The reprieve may prove short-lived. The ceasefire collapsed last week after commercial tankers came under fire in the Strait of Hormuz, triggering renewed US-Iran military strikes. The national average gasoline price has already climbed to $3.86 a gallon as of Tuesday from $3.79 a week ago, with oil prices rising to a four-week high above $86 a barrel. Financial markets now price roughly a 60% chance of a Federal Reserve rate hike in September.
The June CPI report offered the first meaningful relief after three months of accelerating inflation that pushed the annual rate to 4.2% in May, its highest since April 2023. The pullback was concentrated in energy, but there were signs of broader cooling. Used car and truck prices declined 0.2%, medical services eased 0.1%, and communication prices fell 1.5%. Food prices continued to climb, rising 0.2% on the month and 3% year-over-year, with eggs jumping 4.3% and dairy products up 1.2%.
The Fragile Ceasefire Dividend
The ceasefire between the US and Iran, reached June 17, sent crude oil prices from above $90 a barrel to roughly $73 by the end of the month — a decline of nearly 20%. That directly fed into the 9.7% drop in gasoline prices that accounted for most of the CPI moderation. But the agreement began fracturing in early July, and by Tuesday the adversaries had exchanged hostilities for a third consecutive day. Brent crude has rebounded to around $86 a barrel, and Goldman Sachs Research warned Sunday that "a serious re-escalation of the conflict would threaten to revive the key upside risk to inflation and raise the odds of rate hikes."

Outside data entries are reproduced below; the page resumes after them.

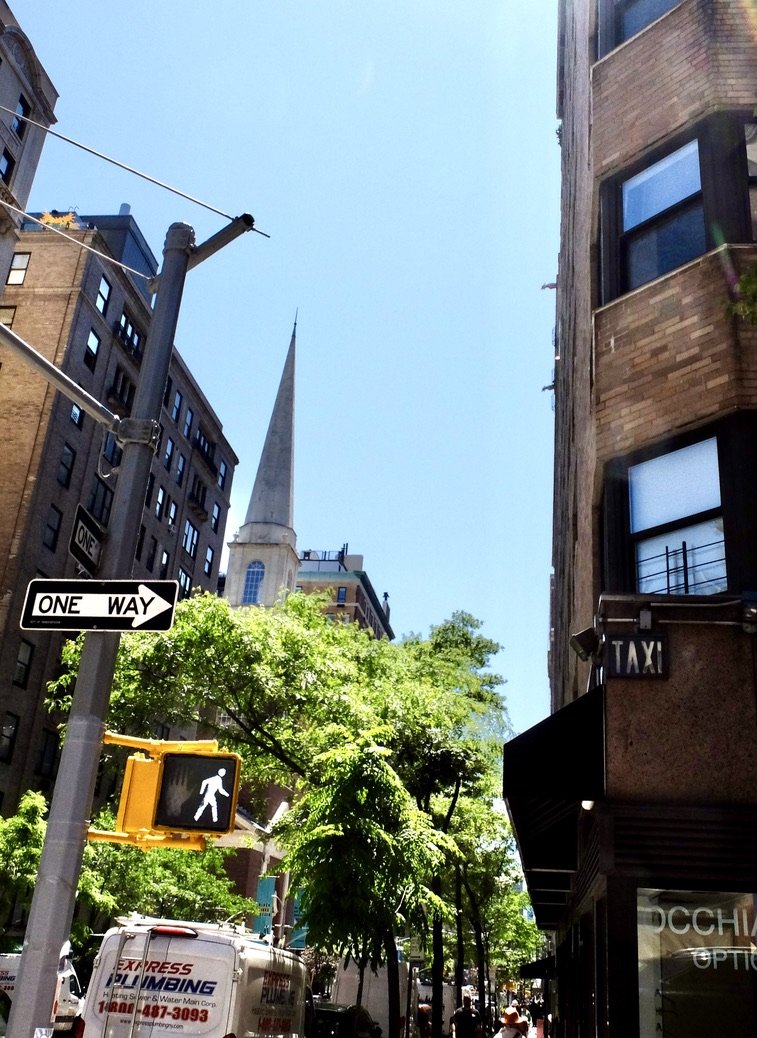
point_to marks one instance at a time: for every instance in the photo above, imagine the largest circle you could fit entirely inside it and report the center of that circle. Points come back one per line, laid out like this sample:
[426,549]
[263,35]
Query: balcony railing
[698,569]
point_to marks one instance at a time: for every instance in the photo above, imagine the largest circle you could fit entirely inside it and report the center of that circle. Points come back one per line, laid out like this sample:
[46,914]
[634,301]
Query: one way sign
[100,605]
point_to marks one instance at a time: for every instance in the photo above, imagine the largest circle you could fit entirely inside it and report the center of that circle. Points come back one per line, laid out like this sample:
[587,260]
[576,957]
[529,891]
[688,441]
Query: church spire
[272,496]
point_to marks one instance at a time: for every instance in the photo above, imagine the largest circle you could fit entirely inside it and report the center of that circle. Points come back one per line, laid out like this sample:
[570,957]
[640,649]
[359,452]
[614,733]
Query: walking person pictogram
[210,788]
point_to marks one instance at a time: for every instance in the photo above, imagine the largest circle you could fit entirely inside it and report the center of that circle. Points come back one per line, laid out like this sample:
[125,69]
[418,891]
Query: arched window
[252,583]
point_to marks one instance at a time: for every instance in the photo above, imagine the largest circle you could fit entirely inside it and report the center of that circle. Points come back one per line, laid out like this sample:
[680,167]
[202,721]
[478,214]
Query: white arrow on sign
[141,607]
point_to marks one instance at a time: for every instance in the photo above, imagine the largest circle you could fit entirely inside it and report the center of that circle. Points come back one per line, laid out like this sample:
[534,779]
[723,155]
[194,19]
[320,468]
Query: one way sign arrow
[100,605]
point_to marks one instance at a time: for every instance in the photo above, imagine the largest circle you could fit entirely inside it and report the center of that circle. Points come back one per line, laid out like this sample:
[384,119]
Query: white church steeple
[263,557]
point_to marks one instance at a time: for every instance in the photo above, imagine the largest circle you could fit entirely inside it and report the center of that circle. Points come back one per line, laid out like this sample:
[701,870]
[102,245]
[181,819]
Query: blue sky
[403,157]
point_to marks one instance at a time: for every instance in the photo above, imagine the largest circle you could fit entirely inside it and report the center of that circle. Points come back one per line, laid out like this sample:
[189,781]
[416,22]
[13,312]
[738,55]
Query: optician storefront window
[696,951]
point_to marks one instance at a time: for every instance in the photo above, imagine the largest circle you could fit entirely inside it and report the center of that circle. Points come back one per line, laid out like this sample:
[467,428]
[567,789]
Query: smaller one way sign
[100,605]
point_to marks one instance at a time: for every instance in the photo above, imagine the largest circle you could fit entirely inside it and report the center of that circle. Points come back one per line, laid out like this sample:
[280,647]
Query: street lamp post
[53,902]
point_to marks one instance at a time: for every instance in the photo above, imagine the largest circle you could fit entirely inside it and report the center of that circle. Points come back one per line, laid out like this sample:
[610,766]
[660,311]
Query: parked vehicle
[344,1021]
[155,978]
[66,999]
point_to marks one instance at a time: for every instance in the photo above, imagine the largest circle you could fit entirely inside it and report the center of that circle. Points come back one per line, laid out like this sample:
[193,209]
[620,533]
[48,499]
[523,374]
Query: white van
[158,978]
[66,999]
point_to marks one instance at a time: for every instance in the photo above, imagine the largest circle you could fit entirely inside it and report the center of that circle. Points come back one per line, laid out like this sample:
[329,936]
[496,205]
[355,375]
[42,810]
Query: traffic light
[187,788]
[197,793]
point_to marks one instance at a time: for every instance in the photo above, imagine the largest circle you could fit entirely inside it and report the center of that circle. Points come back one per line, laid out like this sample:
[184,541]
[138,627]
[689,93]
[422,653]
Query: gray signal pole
[53,902]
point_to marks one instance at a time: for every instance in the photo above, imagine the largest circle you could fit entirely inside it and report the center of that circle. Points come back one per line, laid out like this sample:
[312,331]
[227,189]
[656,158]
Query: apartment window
[185,582]
[47,761]
[140,544]
[676,522]
[65,465]
[23,663]
[168,456]
[663,216]
[189,540]
[111,452]
[23,111]
[130,334]
[103,295]
[619,20]
[52,527]
[101,501]
[7,736]
[7,164]
[19,267]
[90,353]
[252,582]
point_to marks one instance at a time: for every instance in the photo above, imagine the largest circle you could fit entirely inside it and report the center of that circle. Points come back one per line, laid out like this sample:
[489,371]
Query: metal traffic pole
[53,902]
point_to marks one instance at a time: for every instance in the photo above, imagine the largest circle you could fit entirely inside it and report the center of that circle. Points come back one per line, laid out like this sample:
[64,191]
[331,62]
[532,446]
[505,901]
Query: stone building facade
[640,856]
[90,318]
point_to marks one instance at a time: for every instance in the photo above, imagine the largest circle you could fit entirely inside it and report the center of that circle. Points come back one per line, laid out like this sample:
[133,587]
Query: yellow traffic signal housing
[177,796]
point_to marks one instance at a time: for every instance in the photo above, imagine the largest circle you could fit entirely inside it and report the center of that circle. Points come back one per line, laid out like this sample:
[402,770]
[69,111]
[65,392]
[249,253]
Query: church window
[253,582]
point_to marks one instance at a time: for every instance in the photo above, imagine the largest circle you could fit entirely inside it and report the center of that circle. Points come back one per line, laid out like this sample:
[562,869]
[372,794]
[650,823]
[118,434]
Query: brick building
[641,856]
[89,317]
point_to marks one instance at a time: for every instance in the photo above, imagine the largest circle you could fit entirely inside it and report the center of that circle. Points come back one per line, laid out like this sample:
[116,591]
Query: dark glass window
[52,528]
[23,663]
[65,466]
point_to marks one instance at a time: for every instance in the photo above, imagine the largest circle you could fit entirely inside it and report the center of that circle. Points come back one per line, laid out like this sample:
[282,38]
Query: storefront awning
[547,771]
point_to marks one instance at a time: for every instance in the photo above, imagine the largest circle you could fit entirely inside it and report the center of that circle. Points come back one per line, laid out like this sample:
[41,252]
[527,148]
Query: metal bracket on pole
[138,431]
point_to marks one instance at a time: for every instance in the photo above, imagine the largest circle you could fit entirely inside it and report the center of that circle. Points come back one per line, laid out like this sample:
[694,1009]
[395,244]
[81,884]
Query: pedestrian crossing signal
[196,793]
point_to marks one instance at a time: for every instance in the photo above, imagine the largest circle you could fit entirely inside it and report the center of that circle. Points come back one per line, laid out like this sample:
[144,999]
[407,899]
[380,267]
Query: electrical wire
[122,165]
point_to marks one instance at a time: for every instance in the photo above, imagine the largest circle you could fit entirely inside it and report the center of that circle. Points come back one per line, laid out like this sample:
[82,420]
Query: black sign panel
[637,656]
[100,605]
[197,793]
[86,541]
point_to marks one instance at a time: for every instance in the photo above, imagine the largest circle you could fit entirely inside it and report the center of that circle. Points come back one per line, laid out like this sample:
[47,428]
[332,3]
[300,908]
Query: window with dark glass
[185,582]
[111,452]
[101,500]
[103,295]
[7,736]
[252,582]
[19,267]
[676,522]
[48,758]
[7,164]
[23,111]
[663,217]
[23,663]
[92,347]
[52,527]
[189,539]
[619,20]
[65,466]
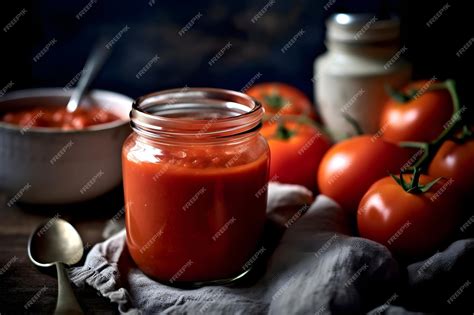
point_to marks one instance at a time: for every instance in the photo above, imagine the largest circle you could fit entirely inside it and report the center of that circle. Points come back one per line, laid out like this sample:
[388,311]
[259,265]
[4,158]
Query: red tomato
[351,166]
[411,225]
[422,118]
[454,159]
[296,150]
[282,98]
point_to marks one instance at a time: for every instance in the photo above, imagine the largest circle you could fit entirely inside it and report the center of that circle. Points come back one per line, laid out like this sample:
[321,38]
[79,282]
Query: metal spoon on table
[58,243]
[91,69]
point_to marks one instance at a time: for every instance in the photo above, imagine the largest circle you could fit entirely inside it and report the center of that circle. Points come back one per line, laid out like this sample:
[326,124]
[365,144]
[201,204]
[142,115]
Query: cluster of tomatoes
[422,137]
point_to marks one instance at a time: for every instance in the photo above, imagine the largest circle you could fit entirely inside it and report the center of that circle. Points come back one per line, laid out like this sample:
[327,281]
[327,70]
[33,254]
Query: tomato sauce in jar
[59,117]
[195,173]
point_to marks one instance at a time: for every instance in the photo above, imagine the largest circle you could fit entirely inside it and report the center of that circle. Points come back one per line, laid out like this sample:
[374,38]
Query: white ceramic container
[52,166]
[364,55]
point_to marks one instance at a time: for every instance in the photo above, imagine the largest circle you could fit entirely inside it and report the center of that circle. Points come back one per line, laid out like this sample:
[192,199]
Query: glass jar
[195,171]
[363,58]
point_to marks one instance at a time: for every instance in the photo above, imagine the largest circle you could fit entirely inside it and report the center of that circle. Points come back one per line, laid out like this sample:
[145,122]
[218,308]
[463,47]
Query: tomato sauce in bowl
[59,117]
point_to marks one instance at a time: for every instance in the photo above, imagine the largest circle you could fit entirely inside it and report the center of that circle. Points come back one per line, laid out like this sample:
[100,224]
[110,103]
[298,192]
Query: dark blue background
[184,60]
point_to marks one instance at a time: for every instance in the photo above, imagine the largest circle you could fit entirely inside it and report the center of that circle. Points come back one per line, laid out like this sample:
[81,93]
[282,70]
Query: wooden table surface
[24,288]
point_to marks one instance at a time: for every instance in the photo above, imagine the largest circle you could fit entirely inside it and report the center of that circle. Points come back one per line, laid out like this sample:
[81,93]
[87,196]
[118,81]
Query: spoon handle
[91,69]
[67,303]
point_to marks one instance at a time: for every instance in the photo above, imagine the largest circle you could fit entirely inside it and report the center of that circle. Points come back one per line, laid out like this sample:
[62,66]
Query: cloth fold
[316,267]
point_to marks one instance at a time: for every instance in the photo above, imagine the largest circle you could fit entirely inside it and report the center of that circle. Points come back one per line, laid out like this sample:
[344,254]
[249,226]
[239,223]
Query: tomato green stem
[430,148]
[354,123]
[414,187]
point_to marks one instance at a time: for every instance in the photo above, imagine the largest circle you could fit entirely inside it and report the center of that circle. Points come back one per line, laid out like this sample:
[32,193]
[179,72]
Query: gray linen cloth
[316,267]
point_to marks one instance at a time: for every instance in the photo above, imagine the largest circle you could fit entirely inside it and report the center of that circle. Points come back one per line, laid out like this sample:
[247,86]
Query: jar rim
[158,115]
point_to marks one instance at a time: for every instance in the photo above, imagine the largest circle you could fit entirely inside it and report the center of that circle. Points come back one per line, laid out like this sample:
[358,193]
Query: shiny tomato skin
[284,99]
[351,166]
[410,225]
[455,160]
[295,160]
[421,119]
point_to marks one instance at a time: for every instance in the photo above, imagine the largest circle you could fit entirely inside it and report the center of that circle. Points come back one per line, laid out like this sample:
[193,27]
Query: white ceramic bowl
[51,166]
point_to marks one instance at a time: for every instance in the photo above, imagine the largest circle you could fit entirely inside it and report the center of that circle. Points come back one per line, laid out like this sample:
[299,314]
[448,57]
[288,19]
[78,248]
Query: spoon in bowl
[58,243]
[91,69]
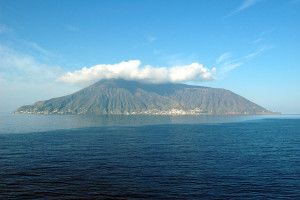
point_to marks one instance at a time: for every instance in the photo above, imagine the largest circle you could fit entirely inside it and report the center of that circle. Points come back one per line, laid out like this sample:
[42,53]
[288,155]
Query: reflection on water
[21,123]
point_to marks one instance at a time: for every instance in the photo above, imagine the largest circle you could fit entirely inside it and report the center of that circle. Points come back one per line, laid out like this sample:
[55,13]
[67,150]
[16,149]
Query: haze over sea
[149,157]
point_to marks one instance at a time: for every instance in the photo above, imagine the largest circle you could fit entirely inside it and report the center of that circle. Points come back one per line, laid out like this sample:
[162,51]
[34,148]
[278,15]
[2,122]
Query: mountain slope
[119,96]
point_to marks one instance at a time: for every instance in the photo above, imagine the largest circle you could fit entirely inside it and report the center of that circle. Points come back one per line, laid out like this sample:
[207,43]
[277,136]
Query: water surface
[206,159]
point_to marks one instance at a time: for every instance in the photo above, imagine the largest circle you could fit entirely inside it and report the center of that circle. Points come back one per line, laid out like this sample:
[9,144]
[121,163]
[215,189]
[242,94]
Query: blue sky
[251,47]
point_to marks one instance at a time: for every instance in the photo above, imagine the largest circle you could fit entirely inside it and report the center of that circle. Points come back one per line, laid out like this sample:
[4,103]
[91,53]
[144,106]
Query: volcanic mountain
[118,96]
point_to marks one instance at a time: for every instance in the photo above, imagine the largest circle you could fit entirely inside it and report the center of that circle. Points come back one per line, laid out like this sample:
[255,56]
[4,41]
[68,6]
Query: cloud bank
[132,70]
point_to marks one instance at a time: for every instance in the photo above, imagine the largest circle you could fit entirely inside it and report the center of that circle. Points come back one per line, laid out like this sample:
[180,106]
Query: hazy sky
[53,48]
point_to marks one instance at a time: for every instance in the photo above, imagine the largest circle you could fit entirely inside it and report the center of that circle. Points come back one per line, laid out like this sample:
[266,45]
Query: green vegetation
[119,96]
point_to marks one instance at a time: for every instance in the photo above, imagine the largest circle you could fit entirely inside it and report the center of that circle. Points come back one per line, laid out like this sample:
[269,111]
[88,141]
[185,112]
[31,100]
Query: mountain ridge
[118,96]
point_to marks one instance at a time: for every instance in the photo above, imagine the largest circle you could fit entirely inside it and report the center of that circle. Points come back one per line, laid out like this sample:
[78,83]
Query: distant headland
[118,96]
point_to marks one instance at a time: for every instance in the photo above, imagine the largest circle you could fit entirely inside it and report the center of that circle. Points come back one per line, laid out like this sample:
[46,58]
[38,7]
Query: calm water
[144,157]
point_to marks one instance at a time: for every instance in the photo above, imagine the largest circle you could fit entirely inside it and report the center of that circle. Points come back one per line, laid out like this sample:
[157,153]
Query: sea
[149,157]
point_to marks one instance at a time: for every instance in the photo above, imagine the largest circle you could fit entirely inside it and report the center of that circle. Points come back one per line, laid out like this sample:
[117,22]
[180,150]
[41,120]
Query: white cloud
[132,70]
[244,5]
[223,57]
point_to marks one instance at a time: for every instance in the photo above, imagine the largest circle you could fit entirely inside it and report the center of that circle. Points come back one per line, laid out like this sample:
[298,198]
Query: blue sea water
[149,157]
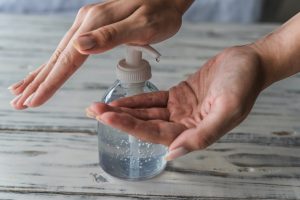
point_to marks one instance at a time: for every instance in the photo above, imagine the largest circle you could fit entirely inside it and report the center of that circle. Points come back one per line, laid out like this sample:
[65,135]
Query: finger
[33,84]
[144,114]
[104,38]
[219,121]
[146,100]
[17,89]
[70,59]
[155,131]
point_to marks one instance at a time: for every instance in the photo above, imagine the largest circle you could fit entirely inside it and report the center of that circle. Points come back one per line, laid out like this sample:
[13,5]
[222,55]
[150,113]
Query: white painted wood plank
[62,163]
[54,153]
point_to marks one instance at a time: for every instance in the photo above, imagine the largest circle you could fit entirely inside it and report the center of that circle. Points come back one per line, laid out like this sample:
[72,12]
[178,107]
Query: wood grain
[51,152]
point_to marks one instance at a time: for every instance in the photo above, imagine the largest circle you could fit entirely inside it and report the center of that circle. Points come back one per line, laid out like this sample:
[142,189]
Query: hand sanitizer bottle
[120,154]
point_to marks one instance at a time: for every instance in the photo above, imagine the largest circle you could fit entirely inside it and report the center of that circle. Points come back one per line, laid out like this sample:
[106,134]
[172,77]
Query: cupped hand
[98,28]
[196,112]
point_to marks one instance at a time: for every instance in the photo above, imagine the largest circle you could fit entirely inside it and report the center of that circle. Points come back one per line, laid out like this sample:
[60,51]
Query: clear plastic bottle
[120,154]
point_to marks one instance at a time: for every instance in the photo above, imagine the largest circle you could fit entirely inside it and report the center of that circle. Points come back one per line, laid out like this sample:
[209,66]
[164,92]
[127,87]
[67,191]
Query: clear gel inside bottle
[122,155]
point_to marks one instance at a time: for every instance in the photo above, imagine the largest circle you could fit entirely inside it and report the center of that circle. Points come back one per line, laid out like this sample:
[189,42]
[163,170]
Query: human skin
[198,111]
[98,28]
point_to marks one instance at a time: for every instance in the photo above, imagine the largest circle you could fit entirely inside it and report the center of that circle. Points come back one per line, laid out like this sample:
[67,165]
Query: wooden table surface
[51,152]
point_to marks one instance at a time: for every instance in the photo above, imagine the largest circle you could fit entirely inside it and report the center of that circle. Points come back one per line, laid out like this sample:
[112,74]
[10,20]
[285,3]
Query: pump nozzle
[135,69]
[134,53]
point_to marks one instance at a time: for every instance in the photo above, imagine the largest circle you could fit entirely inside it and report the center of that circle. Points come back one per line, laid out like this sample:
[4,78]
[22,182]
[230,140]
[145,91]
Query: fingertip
[107,117]
[99,108]
[176,153]
[84,42]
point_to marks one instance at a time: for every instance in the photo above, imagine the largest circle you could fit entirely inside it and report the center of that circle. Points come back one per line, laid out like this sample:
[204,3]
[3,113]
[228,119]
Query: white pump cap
[134,69]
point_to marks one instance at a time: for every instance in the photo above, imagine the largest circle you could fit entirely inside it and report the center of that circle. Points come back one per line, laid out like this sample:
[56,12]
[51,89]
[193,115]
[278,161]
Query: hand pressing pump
[122,155]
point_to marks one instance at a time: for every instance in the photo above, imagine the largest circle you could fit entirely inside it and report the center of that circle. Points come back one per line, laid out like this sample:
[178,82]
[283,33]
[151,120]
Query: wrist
[183,5]
[269,60]
[279,51]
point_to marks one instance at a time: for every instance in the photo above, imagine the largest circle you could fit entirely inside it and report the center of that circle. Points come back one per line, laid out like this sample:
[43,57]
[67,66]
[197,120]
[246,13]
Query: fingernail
[28,100]
[98,118]
[90,113]
[85,42]
[14,101]
[16,85]
[176,153]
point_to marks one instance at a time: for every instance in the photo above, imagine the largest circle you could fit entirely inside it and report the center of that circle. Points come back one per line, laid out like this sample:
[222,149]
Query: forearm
[280,51]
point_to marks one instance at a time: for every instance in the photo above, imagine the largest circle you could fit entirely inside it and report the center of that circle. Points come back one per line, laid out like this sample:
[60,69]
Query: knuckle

Fed Chair Kevin Warsh, testifying before Congress on Tuesday, said the central bank had "no tolerance for persistently elevated inflation" and did not signal that the June CPI data had changed the outlook. Minutes of the Fed's June 16-17 meeting, published last week, showed policymakers' concerns about inflation mounted even before the ceasefire unraveled. The Fed's benchmark rate stands at 3.50%-3.75%, where it has remained since the last cut.
What Comes Next
For lower-income households, the cumulative toll remains severe. Numerator data show prices for everyday goods have risen 35.7% for low-income consumers and 39.4% for Gen Z since January 2018, compared with a national average of 33.8%. "Inflation continues to place the greatest strain on lower-income households," said Paul Stanley, senior economist at Numerator. "With geopolitical tensions continuing to create uncertainty around future price pressures, that gap is unlikely to narrow."
The June CPI data will feed into the Fed's preferred inflation gauge, the Personal Consumption Expenditures price index, due later this month. Economists estimate core PCE inflation rose 3.3% year-over-year in June, down from 3.4% in May. The July CPI report, due Aug. 13, will be the first to capture the full impact of renewed US-Iran hostilities — and may determine whether the Fed's next move is a cut or a hike.
This article is for informational purposes only and does not constitute investment advice.